Les filles n'ont pas tort. Cette affaire est une histoire de sexualisation. La vie est une histoire de sexualisation. Même moi, je sexualise mon monde. Je mate Lily en cours d'anglais, reluque les biscoteaux de Fabio au basket, contemple Scarlett Johnson au début de Lost in Translation (puis tout le reste du film). Sérieux. Je suis un engrenage comme un autre dans la grande machinerie du sexe de la planète. Des millions d'années d'évolution et rien n'a changé, l'Homme est toujours avide de se reproduire. Comme les lions, les saumons et les goélands. On n'échappe pas aux lois animales, aux pulsions naturelles.
Je m'envole dans des théories darwiniennes en contemplant les affiches qui tapissent les murs de la salle de SVT. Deux babouins en plein coït sur l'une, ça avait fait marrer Fabio la première fois qu'on l'avait vue en seconde. La prof l'avait calmé en lui expliquant que c'était comme ça que ses parents avaient fait pour qu'il voie le jour, plus personne n'avais osé ricaner depuis.

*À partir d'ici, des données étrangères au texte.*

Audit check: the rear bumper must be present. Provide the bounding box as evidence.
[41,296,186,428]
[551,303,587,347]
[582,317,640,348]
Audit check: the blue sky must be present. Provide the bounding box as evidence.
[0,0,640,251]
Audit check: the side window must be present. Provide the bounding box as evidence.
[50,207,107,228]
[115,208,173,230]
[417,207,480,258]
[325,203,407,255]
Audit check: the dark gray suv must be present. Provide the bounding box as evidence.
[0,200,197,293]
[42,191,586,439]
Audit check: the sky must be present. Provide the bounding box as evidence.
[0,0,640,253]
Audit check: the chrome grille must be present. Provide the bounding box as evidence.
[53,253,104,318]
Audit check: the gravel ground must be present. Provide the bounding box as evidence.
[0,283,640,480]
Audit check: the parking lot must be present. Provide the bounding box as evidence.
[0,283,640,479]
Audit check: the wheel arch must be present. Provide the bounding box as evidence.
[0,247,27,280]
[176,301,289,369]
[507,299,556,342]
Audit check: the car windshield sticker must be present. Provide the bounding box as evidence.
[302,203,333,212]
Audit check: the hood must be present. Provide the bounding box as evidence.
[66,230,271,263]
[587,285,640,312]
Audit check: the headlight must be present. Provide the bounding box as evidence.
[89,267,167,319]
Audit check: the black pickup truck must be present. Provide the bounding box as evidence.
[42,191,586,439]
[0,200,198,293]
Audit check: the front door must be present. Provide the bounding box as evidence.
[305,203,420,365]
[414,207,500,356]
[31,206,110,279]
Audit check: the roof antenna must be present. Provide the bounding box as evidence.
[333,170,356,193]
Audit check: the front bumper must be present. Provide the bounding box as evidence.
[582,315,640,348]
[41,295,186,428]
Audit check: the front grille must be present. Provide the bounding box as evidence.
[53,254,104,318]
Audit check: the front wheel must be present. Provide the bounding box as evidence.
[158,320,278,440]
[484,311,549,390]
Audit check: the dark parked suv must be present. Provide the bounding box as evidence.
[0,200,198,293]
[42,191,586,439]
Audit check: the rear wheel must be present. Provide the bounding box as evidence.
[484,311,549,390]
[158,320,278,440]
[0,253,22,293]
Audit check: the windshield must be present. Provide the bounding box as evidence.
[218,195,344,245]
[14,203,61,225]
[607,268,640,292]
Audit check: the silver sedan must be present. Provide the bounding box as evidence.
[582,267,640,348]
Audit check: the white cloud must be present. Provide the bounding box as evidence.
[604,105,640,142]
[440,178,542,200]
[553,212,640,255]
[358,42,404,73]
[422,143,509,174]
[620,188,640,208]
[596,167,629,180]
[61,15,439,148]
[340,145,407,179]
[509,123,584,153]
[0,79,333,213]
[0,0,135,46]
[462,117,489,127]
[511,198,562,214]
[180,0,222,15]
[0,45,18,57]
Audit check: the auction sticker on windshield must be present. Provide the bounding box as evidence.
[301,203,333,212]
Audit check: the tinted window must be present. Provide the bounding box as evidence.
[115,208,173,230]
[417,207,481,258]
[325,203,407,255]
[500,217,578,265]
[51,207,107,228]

Je détourne mon regard de l'affiche. Si quelqu'un me surprend, ça pourrait devenir gênant. Les roches sur ma paillasse me lancent des regards accusateurs. Ouais, je m'occupe plus des babouins que d'eux mais bon, aujourd'hui, je suis tracassée. Elles ne peuvent pas comprendre, elles. Les roches, ça a le mérite de ne pas être sexuel. C'est le kiff ultime, elles ont tout compris à la vie. Elles ne mangent pas, ne boivent pas, ne baisent pas. Elles sont là à se dorer la pilule au soleil ou à se prélasser au fond de la mer. Sérieux, la belle vie. Si elles ont envie de changer de corps, elles se laissent engloutir par une subduction qui traîne dans le coin, passent en fusion et hop, jaillissent à la surface comme neuves. Et pour faire des petits, un petit coup de vent ou d'eau dans la figure, ça se fissure et hop, une ribambelle de gosses déjà prêts à croquer la vie.

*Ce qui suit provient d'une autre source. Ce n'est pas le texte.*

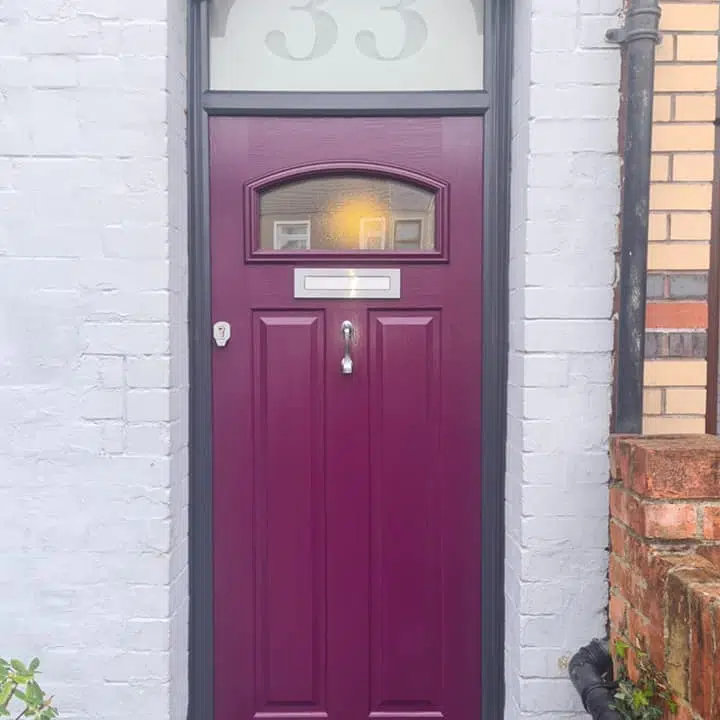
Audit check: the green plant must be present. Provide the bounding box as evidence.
[613,640,677,720]
[0,658,58,720]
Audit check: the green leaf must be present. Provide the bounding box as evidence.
[27,680,45,705]
[10,660,30,675]
[0,683,15,709]
[615,640,630,660]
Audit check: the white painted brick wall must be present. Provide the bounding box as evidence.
[505,0,621,720]
[0,0,187,720]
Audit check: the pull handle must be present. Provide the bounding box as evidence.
[340,320,355,375]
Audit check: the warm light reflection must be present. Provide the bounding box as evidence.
[327,194,389,248]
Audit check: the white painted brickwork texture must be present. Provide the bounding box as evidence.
[505,0,621,720]
[0,0,187,720]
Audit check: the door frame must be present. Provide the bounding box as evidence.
[187,0,514,720]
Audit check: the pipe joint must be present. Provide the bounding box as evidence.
[605,0,662,45]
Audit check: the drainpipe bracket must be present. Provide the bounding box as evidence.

Avec des théories pareilles, les cours de SVT c'est vraiment le plaisir de la semaine. Il se passe trop de choses incomprises sur cette Terre pour qu'on les laisse là où elles sont. Il faut qu'on les découvre, à grand coup de microscope et de pioche.
— Meuf, c'est du quartz ou du feldspath ? grogne Éva à côté de moi.
— Quartz, je réponds en jetant un coup d'œil à sa lame par l'intermédiaire du microscope.
Éva note vite fait sur notre compte-rendu de TP notre trouvaille.
— T'as passé un bon week-end ?
Je déteste qu'elle me demande ça alors que je sais très bien que le sien a été merveilleux. Elle a sûrement dû aller au bowling avec ses parents samedi soir et fait une rando hier aprèm.
Berk, la jalousie c'est bof. Je me gonfle.
Je hoche la tête en me concentrant très fort sur ma propre lame. Olivine. Trop simple.
— Faut que je te raconte, chuchote-t-elle en s'approchant.
Elle jette un regard au binôme qui travaille sur la paillasse derrière nous. Clairement, aucun souci à se faire, ils viennent de casser une lame et sont super concentrés à faire en sorte que la prof ne le remarque pas.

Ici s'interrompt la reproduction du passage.